To me, the biggest benefit is tied to #1 and is rather hidden today: having built some DDB tables without using this pattern (almost the Faux-SQL pattern), the biggest benefit is reducing the complexity in working with multiple DDB calls serially, rather than just the time/latency it takes to do that. 

Considering that data may be changing behind the scenes (and often does, in such high-scale cases), a multiple-request-to-DDB-serially approach needs to account for such changes (i.e. referred item is changed/deleted from the first table, while the second table is being queried). This is complexity on it's own (besides increasing the latency of the service) that can be eliminated with the single-table partition-key based query.

Thoughts?
Re: #2, I think it's worth noting burst capacity is related to average traffic, so a single table design with more average traffic gives autoscaling more time to get ready.  We saw this with a table of scheduled events where users wanted everything to run on the hour.
Hi Alex, loving the book so far, thanks for writing this!

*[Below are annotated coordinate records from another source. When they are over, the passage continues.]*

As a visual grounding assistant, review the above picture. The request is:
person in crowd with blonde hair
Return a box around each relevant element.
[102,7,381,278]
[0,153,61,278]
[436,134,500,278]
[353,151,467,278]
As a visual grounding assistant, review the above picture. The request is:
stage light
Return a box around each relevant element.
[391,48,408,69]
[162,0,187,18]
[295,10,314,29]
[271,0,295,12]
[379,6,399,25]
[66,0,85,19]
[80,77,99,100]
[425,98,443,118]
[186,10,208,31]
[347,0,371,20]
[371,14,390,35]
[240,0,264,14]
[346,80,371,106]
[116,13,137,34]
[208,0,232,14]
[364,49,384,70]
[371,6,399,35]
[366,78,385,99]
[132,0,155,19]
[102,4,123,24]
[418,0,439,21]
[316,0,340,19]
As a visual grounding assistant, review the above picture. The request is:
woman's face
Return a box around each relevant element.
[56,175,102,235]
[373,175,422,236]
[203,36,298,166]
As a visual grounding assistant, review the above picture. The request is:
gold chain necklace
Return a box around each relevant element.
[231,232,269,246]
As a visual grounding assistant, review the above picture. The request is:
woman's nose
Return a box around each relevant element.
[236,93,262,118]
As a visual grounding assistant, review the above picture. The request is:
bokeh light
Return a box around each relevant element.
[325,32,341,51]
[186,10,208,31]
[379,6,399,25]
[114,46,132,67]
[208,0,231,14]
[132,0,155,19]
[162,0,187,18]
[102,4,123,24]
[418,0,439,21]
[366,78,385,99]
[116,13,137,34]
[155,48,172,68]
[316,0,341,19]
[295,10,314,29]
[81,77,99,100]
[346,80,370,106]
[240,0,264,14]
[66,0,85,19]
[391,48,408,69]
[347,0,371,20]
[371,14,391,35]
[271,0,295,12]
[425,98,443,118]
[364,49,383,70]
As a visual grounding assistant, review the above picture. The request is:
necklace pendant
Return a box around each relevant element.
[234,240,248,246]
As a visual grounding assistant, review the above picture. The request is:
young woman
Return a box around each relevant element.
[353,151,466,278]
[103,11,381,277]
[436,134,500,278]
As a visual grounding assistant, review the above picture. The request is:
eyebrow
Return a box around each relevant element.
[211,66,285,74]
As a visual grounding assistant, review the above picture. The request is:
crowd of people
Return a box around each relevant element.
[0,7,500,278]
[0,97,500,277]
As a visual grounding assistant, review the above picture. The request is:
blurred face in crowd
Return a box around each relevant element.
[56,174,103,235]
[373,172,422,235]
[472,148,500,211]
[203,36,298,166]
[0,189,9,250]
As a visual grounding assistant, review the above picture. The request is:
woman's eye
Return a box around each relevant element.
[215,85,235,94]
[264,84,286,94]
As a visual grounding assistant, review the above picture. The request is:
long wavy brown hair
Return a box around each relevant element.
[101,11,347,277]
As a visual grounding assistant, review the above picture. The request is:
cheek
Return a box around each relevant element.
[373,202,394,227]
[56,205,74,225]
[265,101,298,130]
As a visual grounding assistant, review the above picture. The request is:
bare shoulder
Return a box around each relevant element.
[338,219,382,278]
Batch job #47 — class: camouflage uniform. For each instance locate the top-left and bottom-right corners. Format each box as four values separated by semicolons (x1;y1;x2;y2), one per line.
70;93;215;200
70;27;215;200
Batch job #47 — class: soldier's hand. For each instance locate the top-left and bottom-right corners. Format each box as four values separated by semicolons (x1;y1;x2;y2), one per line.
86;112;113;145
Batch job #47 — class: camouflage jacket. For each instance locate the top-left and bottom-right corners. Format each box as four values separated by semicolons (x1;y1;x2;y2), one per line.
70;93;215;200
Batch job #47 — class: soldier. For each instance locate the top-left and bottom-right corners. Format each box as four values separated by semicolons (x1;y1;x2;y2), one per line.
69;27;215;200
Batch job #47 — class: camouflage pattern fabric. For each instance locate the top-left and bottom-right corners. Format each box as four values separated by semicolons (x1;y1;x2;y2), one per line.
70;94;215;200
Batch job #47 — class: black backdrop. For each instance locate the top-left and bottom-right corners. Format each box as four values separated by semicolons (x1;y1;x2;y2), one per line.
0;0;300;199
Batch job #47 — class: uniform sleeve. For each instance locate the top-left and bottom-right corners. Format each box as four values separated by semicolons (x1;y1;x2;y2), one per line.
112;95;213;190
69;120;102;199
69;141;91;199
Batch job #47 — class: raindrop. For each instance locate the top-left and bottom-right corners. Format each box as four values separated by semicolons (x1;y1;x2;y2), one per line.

I did find what looks like a minor syntax mistake.  Would you like to hear about things like that, and where should we send them?
Thanks, Levi!

Yep, it'd be great to hear about those fixes. A bunch of folks have helped me out already, which I'm grateful for :). 

You can leave them here, or you can email them to me -- alex@alexdebrie.com . Thanks!
I'll post them here in the hopes that you can avoid getting duplicate bug reports:

Cheatsheets, page 31/54 has two 'KeyConditionExpression'

Cheetsheets, pages 30, 41, and 52 use the same copy/paste typo "CleintRequestToken"
 
Again, loving the book so far.  Your tips have already improved the schema I'm currently working on, by opening up several new access patterns.
I haven't seen this forum software before, what is it? The design is very clean but it doesn't seem to update automatically, so I don't see new posts etc if I don't refresh the page? Also it has an excessive amount of clicking to see more - like having to click to see a reply, then click again to see all of it rather than the first couple of lines.

For this type of forum, the best I've used elsewhere is Discourse, although probably rather late to reconsider that.
Hey Mark, it's a tool called Circle. They're in beta right now but launching soon.

Agree on the clicking -- will pass that back to them as feedback.
It would be awesome if it supported markdown too.